Nusra Cephesi'nin kabul edilir taraf olmadığı açıklandıktan sonra bu örgüte desteklerin kesildiğine dikkat çeken Al-i Sani, Riyad'ın Suriye Devlet Başkanı Beşar Esad'ın iktidarda kalmasına ilişkin tutumunu değiştirdiğini kaydetti. Katar eski başbakanının bu itirafları ABD-Türkiye işbirliğinin açık itirafıdır.

ABD ve Türkiye’nin hesapları, Erdoğan’ın cihatçı politikaları, Rojava Devrimi'yle bozulunca, bu kez yeni hesaplar yapılmaya başlandı.

Bu plan ABD’nın Irak’a müdahalesinden sonra ortaya çıkan ancak çok fazla etkinlik göstermeyen DAİŞ, 2013 yılından itibaren Türkiye’nin açık desteği ve birçok bölgesel ve uluslararası gücün dolaylı desteği ile Suriye’de devreye sokuldu.

Ancak DAİŞ’in etkili olabilmesi için popülaritesinin arttırılması gerekiyordu. O yüzden ABD Irak’ta iktidarda olan İran yanlısı Nuri Maliki’yi düşürüp yerine kendisine ve batıya yakın bir isimi getirme planı ile hareket etti. Onun için DAİŞ Irak’ta harakete geçirilerek yaklaşık iki aylık bir süre içinde Tikrit, Anbar, Diyala, Tel Afer gibi kentler ile Musul ve Şengal işgal etti.

Bu işgalden sonra Malik’i görevden düşürülerek yerine Avrupa ülkeleri ile ABD’ye yakın Haydar Abadi başbakan olarak atandı. DAİŞ ise Musul ve Irak’ın diğer kentlerinden ele geçirdiği silah ve cephane ile yaptığı büyük bir hazırlıktan sonra Eylül 2014’te Kobanê’ye saldırdı.

Dört aylık tarihi bir direnişle Kobanê’de DAİŞ’in saldırıları kırılmaya başlandı. Adım adım Kobanê özgürleştirilmeye doğru gidince, ABD Kuzey Doğu Suriye yönetimi ile YPG güçleri ile ilişkiye geçerek askeri olarak uluslararası koailsyon adıyla sahaya girmeye başladı. Kobanê’nin bu direnişi aynı zamanda DAİŞ ile bölgenin yeniden dizayn edilmesi, Türkiye-ABD-KDP arasında yapılan Efrin ile Kobanê’nin Türkiye’ye, Cezire’nin KDP’ye bırakılması planlarını bozdu.

ERDOĞAN’IN CİHATÇI KİMLİĞİ

Kobanê direnişinden sonra DAİŞ baş aşağı gitmeye başlayınca Erdoğan’ın kurmak istediği cihatçı iktidarı tehlikeye girdi, kimliği kendisini açık bir şekilde ele verdi.
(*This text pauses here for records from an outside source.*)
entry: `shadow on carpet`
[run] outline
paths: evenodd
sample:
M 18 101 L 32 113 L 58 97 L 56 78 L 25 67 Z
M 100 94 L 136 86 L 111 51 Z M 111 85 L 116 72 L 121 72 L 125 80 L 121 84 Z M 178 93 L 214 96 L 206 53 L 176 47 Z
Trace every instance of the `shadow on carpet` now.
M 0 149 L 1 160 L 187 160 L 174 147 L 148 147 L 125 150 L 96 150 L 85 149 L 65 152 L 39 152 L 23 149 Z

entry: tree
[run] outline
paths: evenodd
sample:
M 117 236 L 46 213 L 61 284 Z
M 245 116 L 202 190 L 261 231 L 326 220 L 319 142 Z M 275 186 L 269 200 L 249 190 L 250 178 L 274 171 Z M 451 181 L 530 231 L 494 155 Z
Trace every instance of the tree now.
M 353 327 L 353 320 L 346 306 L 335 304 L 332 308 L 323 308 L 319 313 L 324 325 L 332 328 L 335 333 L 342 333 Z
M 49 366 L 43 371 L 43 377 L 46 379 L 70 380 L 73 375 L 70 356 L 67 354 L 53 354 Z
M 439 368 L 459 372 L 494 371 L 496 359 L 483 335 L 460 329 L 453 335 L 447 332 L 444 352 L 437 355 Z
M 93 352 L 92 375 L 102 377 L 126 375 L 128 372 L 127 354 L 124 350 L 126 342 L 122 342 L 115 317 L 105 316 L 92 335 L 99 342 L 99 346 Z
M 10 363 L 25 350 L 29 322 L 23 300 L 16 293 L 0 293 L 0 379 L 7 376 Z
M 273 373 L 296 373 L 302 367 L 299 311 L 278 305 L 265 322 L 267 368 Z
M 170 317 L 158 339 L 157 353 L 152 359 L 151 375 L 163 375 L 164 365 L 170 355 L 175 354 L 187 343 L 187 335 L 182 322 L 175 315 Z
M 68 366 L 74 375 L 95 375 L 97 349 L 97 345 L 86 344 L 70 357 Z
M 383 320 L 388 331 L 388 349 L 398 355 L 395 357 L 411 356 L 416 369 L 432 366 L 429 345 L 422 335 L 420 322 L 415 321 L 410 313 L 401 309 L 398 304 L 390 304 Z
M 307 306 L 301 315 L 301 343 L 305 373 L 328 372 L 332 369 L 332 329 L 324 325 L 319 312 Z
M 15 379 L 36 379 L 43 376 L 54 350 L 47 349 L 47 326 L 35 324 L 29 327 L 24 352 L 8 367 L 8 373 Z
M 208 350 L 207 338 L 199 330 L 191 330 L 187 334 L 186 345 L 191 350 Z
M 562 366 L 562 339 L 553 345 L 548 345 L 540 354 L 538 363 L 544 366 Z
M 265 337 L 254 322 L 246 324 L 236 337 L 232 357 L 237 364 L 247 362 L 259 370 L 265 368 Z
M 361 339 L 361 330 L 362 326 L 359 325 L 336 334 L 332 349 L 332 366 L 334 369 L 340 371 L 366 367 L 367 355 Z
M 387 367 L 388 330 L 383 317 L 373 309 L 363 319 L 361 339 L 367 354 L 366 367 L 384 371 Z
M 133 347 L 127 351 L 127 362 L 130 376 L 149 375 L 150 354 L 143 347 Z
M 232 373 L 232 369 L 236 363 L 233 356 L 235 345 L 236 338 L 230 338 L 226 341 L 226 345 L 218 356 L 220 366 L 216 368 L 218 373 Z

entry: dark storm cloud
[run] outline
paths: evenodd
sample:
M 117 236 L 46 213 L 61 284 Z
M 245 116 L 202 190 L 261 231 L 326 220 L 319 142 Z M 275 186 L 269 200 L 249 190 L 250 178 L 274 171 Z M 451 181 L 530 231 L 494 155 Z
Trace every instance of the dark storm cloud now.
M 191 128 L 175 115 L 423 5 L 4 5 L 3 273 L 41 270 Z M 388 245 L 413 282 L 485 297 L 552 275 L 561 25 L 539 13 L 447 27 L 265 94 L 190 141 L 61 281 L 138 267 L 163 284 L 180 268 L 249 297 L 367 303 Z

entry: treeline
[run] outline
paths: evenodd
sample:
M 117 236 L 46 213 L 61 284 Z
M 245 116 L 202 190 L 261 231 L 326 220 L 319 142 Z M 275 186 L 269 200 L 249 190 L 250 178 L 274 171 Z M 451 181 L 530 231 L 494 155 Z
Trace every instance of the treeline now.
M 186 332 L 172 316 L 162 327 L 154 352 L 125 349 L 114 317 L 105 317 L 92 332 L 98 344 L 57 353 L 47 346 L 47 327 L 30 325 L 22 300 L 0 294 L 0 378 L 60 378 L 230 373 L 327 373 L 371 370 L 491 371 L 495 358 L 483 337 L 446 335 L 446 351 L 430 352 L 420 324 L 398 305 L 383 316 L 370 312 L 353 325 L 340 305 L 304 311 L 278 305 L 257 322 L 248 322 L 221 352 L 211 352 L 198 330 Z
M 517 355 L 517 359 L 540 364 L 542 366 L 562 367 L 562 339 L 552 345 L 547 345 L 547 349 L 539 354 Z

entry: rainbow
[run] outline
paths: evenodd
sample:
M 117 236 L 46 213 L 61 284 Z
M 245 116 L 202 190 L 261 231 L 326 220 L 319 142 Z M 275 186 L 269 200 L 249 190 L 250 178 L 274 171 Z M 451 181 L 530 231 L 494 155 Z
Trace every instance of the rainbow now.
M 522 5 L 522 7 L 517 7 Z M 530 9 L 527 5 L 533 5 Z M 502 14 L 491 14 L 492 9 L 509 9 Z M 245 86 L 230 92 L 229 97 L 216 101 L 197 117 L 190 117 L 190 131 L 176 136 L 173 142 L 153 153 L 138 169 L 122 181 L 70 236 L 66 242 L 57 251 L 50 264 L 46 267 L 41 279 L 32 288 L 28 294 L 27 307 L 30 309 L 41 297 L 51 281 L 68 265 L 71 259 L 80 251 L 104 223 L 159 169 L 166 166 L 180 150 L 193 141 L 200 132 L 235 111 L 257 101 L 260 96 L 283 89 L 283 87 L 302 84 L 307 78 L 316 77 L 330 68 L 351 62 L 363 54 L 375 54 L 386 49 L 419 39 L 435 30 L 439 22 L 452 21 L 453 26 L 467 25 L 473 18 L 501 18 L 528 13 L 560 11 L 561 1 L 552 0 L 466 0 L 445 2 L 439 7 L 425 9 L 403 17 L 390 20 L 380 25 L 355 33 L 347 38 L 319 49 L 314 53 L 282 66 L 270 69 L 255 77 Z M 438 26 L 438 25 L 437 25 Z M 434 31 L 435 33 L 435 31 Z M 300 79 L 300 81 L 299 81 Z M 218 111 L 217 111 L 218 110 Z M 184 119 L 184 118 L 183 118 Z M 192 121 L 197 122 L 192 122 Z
Bunun üzerine içeride muhalefet adına her şeyi susturmaya ve yok etmeye başladı. Cihatçı zihniyete karşı olan akademisyen, yazar, sanatçı, memur, siyasetçi, insan hakları savunucuları dahil on binlerce kişiyi işinden etti ya da hapsetti. Cihatçı diktatörlük kurmak için devletin tüm kurumları ele geçirildi. MHP ile yaptığı ittifakla birlikte, cihatçı kimliğini milliyetçilik ve Kürt düşmanlığı üzerinde inşa etmeye devam etti. Suriye’de baştan beri kendisine bağlı olan tüm çete gruplarını DAİŞ ile bir nevi birleştirdi. Daha sonra bu çete grupları ile başta Avrupa ülkeleri olmak üzere tüm dünyayı tehdit etmeye başladı. Bu tehditlerinden sonra Brüksel, Fransa, Almanya, İngiltere, İspanya başta olmak üzere birçok ülkede DAİŞ saldırıları gelişti. Saldırıların Erdoğan’ın hedef göstermesinden sonra gelişmesi başta DAİŞ olmak üzere cihadçı gruplarla ortaklığı da gözler önüne serdi.

Rusya ile Halep başta olmak üzere Hama, Humus, Şam, Latkiye, Tartus ve diğer tüm bölgelerdeki çetelerin İdlib’e çekilmesi için yaptığı anlaşma ile çete gruplarını orada toplaması, sözkonusu grupların Erdoğan ile olan açık bağını da ortaya koydu.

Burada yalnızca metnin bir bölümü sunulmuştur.